Skin cancers constitute arguably the most common and increasingly prevalent human neoplasms. In United States alone, it is estimated that 76,400 patients will develop melanoma and 10,100 will die from the disease [1]. Several risk factors, ultraviolet light the most important of these, but also environmental carcinogens, contribute to the increasing incidence of skin cancers, especially among light-skinned individuals [2]. The most common human skin cancers are basal cell carcinoma (BCC) and squamous cell carcinoma (SCC), but the most serious and most often fatal are malignant melanoma (MM) and Merkel cell carcinoma (MCC) [3].
Basal cell carcinomas arise in keratinocyte stem cells [5]. Usually, in BCCs, the hedgehog signaling pathway is activated causing neoplastic transformation of keratinocytes. Signaling by smoothened, via the cognate receptors, activates the hedgehog signaling pathway and has been implicated in BCC pathogenesis [6].
The most common treatment for BCC is surgical excision, nowadays using Mohs micrographic surgery to ensure complete excision while sparing the surrounding tissue [4]. Curettage, cryotherapy or laser ablation is sometimes used for lesions considered less risky.

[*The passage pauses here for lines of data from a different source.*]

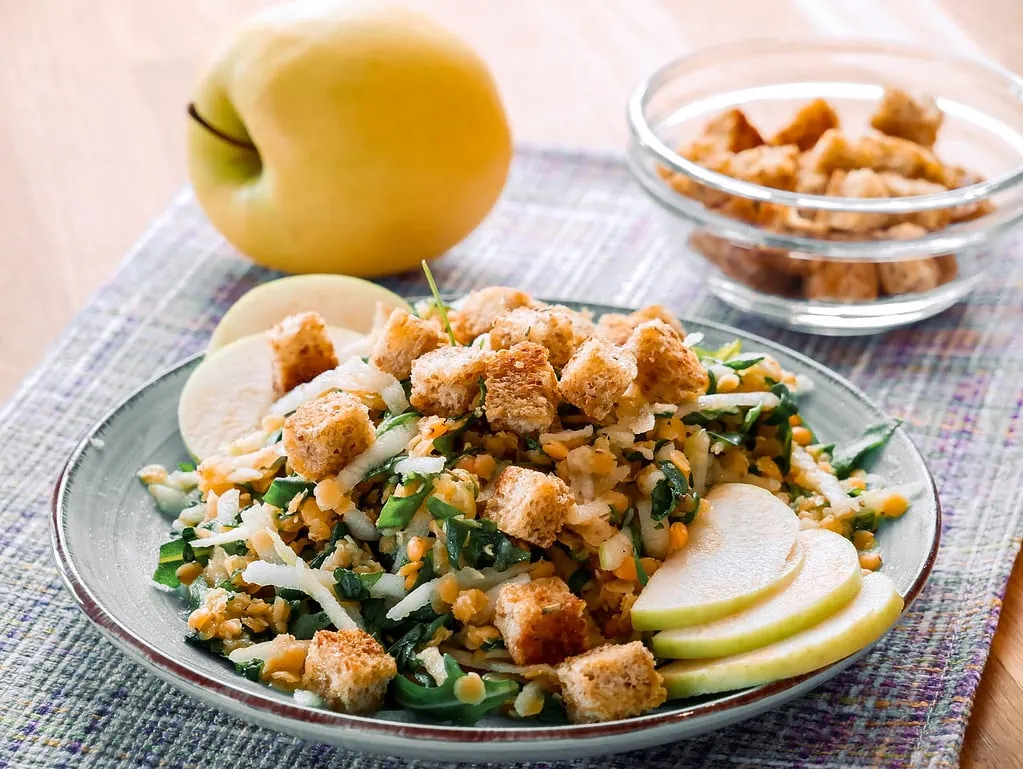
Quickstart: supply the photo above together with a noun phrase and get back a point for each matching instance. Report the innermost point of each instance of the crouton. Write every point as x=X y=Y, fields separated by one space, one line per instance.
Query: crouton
x=728 y=132
x=857 y=183
x=529 y=504
x=842 y=281
x=302 y=350
x=404 y=338
x=559 y=329
x=618 y=327
x=480 y=309
x=612 y=682
x=834 y=151
x=349 y=670
x=770 y=167
x=807 y=126
x=909 y=276
x=883 y=152
x=324 y=435
x=446 y=381
x=541 y=621
x=522 y=390
x=668 y=371
x=596 y=376
x=902 y=116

The appearance of SSCs is variable, and it may present as an ulcer, lump or red patch on the skin, often with scaling or crusting. It is common in elderly. Actinic or solar keratosis, caused by exposure to UV light, is a premalignant lesion, a risk factor potentially leading to progression to invasive SCC. SCCs starting within actinic keratosis are generally low risk, with a more favorable prognosis [7].
Squamous cell carcinoma is usually surgically excised, using Mohs micrographic surgery, with chemotherapy including cisplatin or 5-fluorouracil less common [4]. Actinic keratoses may be treated as a prevention modality for SCC.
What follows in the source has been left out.